To estimate the potential range of your vehicle simply divide the battery capacity by the efficiency of the engine and multiply by 100 e.g.
Car has battery capacity of 50 kWh and an engine efficiency rating of 20 kWh
50 ÷20 =2.5
2.5 x 100 = 250km range.
5. Green credentials of electric cars
You may often hear people say that electric cars produce zero greenhouse gas emissions from the tailpipe. Yes, that is absolutely true, but the electricity to charge the battery has to come from somewhere and generating electricity has its own greenhouse gas footprint.
The overall level of this footprint depends on the combination of energy sources to generate the electricity.
In order of carbon dioxide emissions per Kilo Watt Hour of electricity generated for various energy sources see below
Coal – 950g CO₂e / kWh
Petroleum – 320g CO₂e / kWh
Natural Gas – 350g CO₂e / kWh
Renewable energy sources: Nuclear, Hydropower, Wind, Geothermal, Solar and Biomass – 4-6g CO₂e / kWh
This means that the more the dependence on fossil fuel sources such as coal for electricity production, the less the benefit to reducing CO₂ emissions when running an electric car.
Here is a quick CO₂ emissions comparison between running an electric car and a diesel car in UK.
On average a car running on diesel emits 124g CO₂ per kilometre, whereas an electric car emits just 42g. On the face of it very good, but there is another factor we need to take into account, that being the embedded energy in the car itself. This is the combination of energy required to source all the building blocks of the car, the manufacturing process, the transport process and the marketing of the vehicle. The basic car manufacture is similar between electric and diesel cars but there is a huge discrepancy when it comes to battery production. Electric car batteries require a lot of energy to manufacture and can themselves represent a CO₂ imprint of many tonnes dependent on the size of the battery. This has the effect of reducing the green credentials of an electric car.

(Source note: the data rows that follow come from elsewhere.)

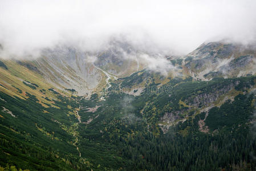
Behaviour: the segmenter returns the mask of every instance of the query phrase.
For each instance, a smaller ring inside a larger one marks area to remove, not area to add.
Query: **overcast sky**
[[[256,1],[0,1],[0,43],[17,56],[59,43],[99,50],[125,36],[139,49],[186,54],[205,41],[256,38]]]

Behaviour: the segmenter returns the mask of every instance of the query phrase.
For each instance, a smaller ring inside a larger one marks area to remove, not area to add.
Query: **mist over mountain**
[[[254,1],[0,5],[0,170],[256,170]]]
[[[112,36],[139,50],[183,55],[205,41],[255,40],[254,1],[2,1],[1,6],[2,58],[34,58],[63,43],[98,51]]]

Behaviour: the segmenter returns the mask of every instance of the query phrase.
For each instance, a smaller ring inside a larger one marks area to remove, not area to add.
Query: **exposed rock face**
[[[72,48],[45,50],[35,63],[49,82],[58,88],[74,89],[79,95],[90,93],[105,79],[88,55]]]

The illustration below gives an indication of CO₂ emissions taking everything into account over a 7 year life cycle of a car. In UK the big gains in CO₂ reduction when driving your car are offset to some degree by the large CO₂ imprint from embedded energy.
6. Toxic emissions from diesel and petrol cars.
One other factor we need to take into account when comparing electric vehicles to petrol or diesel cars is the emission of toxic compounds and particulates
When we burn diesel and petrol in a vehicle, some greenhouse gases are emitted – carbon dioxide (CO₂) we know about, but there are other harmful greenhouse gases called nitrogen oxides (NOx). These are particularly harmful to us and thought to be responsible for up to 40,000 deaths in the UK every year.
We hope the information above will give you a better understanding of electric cars and allow you to a more informed decision when you are purchasing your next vehicle. It is not an easy decision because benefits are still marginal.